E.J. Dionne in Commonweal, "'Duck Dynasty,' Meet Pope Francis"
Max S. Gordon at The New Civil Rights Movement, "Phil Robertson, Suck My Duck"
John W. Martens, America, "Phil Robertson, Duck Dynasty, the Bible, and Homosexuality"
Sarah Posner for Religion Dispatches, "All Ducked Up: Reality TV, Not So Real"
Andrew Sullivan, The Dish, "Why Is It Always About Sex?"
I find the commentary in some of the preceding articles especially helpful insofar as it recognizes that there's a nexus of racist, anti-gay, and anti-women concerns among many right-wing American Christians. As several of the commentators note, Phil Robertson has a history of making deplorable remarks not only about gay folks, but also about black folks and about women.
For right-wing American Christians, it's not really all about sex, and never has been all about sex. I was raised in a conservative evangelical (Southern Baptist church) in south Arkansas not far from Phil Robertson's stomping grounds in north Louisiana--where my father's roots lie. Growing up, I never heard a single word about sexual sin or sexual matters at all in church. It wasn't until I became Catholic that I realized how large the notion of sex and sexual acts can loom in the thinking of some Christians.
It was taken for granted in the conservative evangelical circles in which I grew up that (heterosexual) men are (heterosexual) men: men are men, and will behave like men. They'll tomcat around. They'll sow their wild oats. The sexual "sins" of those men were never denounced in the evangelical culture in which I grew up. In fact, I heard more outright smut and more hair-raising accounts of sexual conquests in Sunday school, from classmates, than in any other sector of my life after I reached puberty.
This is how men are, the evangelical culture in which I was raised insisted. And when they return to the church and confess their sins, they must be welcomed with open arms, since they're now the Lord's men. But they're still men, and that's very important in the evangelical mindset: they're real men, and their tomcatting around has proven this, in fact. It has served a useful purpose. They're the kind of men the Lord wants, because they reflect his own machismo, his muscularity as the lord and ruler of the world.

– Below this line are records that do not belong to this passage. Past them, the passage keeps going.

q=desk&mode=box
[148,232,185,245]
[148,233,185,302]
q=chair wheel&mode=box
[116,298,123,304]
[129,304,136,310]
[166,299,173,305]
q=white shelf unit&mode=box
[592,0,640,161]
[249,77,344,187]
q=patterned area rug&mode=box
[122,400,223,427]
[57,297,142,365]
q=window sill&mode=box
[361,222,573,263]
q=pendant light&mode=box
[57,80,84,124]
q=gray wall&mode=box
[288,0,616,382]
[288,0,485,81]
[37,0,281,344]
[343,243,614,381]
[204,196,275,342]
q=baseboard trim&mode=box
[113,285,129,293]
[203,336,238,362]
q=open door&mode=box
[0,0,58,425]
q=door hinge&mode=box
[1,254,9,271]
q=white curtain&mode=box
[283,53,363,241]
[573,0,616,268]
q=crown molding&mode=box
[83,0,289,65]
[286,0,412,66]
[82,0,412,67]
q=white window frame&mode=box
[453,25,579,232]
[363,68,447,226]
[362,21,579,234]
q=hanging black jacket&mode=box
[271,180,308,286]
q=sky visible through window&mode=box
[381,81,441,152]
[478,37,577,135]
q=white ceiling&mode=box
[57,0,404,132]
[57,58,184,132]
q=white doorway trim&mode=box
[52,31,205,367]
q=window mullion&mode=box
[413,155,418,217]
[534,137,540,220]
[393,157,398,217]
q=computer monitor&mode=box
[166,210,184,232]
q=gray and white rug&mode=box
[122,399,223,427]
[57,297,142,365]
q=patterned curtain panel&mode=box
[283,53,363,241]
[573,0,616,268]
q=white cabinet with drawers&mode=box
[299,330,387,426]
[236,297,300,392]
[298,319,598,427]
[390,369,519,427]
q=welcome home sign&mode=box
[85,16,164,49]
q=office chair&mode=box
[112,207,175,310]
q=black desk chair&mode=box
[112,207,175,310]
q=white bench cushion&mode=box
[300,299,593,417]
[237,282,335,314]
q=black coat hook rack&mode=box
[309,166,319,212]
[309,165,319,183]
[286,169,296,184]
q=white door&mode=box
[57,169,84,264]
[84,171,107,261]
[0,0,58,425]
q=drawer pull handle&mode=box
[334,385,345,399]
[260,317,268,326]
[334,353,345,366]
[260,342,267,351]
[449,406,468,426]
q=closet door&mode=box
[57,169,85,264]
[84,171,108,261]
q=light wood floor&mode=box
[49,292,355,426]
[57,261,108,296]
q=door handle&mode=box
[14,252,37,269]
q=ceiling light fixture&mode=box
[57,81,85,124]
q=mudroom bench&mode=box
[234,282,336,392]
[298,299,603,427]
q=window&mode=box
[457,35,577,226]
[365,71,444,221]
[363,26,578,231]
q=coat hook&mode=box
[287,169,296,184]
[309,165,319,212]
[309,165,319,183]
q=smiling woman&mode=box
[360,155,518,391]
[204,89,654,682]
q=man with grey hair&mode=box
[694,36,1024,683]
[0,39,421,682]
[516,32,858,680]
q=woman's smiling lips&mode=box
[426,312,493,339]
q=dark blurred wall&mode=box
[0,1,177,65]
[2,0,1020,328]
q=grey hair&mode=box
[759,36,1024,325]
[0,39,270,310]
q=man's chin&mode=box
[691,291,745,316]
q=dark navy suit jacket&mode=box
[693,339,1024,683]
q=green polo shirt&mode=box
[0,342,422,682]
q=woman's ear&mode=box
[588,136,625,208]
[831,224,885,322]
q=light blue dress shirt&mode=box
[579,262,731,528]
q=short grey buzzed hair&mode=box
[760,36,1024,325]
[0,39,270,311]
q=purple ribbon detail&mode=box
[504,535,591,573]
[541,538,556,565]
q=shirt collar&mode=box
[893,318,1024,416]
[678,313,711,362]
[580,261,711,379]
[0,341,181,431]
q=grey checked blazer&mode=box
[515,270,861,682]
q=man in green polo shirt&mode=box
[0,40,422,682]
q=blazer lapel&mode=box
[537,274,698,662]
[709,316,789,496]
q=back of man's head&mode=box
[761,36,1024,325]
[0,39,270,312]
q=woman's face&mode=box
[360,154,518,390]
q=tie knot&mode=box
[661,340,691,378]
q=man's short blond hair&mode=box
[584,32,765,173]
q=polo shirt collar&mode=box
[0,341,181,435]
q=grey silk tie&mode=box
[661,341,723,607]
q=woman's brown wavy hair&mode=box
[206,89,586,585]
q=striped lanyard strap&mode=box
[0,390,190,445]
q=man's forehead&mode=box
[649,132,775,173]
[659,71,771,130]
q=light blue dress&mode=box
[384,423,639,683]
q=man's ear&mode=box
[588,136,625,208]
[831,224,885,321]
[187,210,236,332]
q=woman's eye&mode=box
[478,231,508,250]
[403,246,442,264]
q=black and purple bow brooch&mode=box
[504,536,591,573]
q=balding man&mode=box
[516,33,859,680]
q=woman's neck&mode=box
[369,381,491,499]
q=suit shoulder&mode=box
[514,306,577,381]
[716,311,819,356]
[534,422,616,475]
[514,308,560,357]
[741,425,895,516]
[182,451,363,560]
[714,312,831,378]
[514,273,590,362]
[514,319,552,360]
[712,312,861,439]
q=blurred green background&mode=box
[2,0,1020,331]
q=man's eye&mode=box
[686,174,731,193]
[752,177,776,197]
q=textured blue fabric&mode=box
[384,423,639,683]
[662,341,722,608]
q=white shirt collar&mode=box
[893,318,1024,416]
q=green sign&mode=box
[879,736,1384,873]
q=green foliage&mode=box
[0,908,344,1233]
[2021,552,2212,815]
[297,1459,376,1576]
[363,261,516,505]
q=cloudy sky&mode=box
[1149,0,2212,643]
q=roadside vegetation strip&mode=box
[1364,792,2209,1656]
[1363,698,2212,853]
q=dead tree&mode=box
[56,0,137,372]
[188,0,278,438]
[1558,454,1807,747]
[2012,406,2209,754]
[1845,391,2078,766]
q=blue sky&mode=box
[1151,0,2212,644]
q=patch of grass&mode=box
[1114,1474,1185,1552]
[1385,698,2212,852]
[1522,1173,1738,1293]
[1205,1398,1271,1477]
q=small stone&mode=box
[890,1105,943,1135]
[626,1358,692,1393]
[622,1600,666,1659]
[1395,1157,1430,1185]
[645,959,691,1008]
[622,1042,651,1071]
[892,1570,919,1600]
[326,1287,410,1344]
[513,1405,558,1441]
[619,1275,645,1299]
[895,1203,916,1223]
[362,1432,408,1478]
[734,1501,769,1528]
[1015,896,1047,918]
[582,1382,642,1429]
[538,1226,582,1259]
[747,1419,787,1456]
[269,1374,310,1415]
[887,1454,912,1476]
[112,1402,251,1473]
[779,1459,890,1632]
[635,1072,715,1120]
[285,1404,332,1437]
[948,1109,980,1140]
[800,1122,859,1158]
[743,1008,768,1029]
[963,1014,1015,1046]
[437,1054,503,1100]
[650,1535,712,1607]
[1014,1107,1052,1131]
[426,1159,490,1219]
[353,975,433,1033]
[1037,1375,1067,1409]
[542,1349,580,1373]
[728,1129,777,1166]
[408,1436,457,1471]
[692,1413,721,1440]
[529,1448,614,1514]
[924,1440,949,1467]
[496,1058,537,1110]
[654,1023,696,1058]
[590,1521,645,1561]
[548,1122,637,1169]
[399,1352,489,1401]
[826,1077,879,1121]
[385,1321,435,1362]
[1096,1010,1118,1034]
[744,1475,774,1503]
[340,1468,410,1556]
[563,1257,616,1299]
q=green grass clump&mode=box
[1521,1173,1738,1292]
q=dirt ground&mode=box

Women were not permitted similar latitude in the evangelical circles in which I grew up. While men's role was to tomcat (and to control others), women were to be subordinate, under the control of their men. Women were to be ornamental. They were expected to live for "their" men, and to reflect their men's glory in everything that they did. Their lapse in virtue--something so unimaginable it wasn't even ever really talked about--was to be taken as a statement about the men to whom they belonged, whose weakness was demonstrated if, God forbid, any of "their" women strayed from virtue.
The women who were regarded as simply there for the taking by the men with whom I grew up in conservative evangelical circles were either déclassé women or black women--and in the case of black women, that's to say that they were both beneath all other social classes and women of color, with double jeopardy and double susceptibility to being sexually molested by white men.
Racism, misogyny, heterosexism, and homophobia are intrinsically linked in the psyche of the right-wing Christian movement in the U.S. The big preoccupation driving the worldview of men like Phil Robertson is not sex per se: it's assuring male domination--the domination of white heterosexual men--over everyone these men regard as beneath them. If we fail to see the connections between these various facets of what preoccupies the Christian right and its leaders, we misunderstand what this movement is and always has been all about.
And on another note: your opinion counts. New Ways Ministry is asking folks to identify the five best and five worst news stories in the Catholic LGBTI world from the past year. I found both lists fascinating, and am glad that New Ways Ministry has undertaken this project.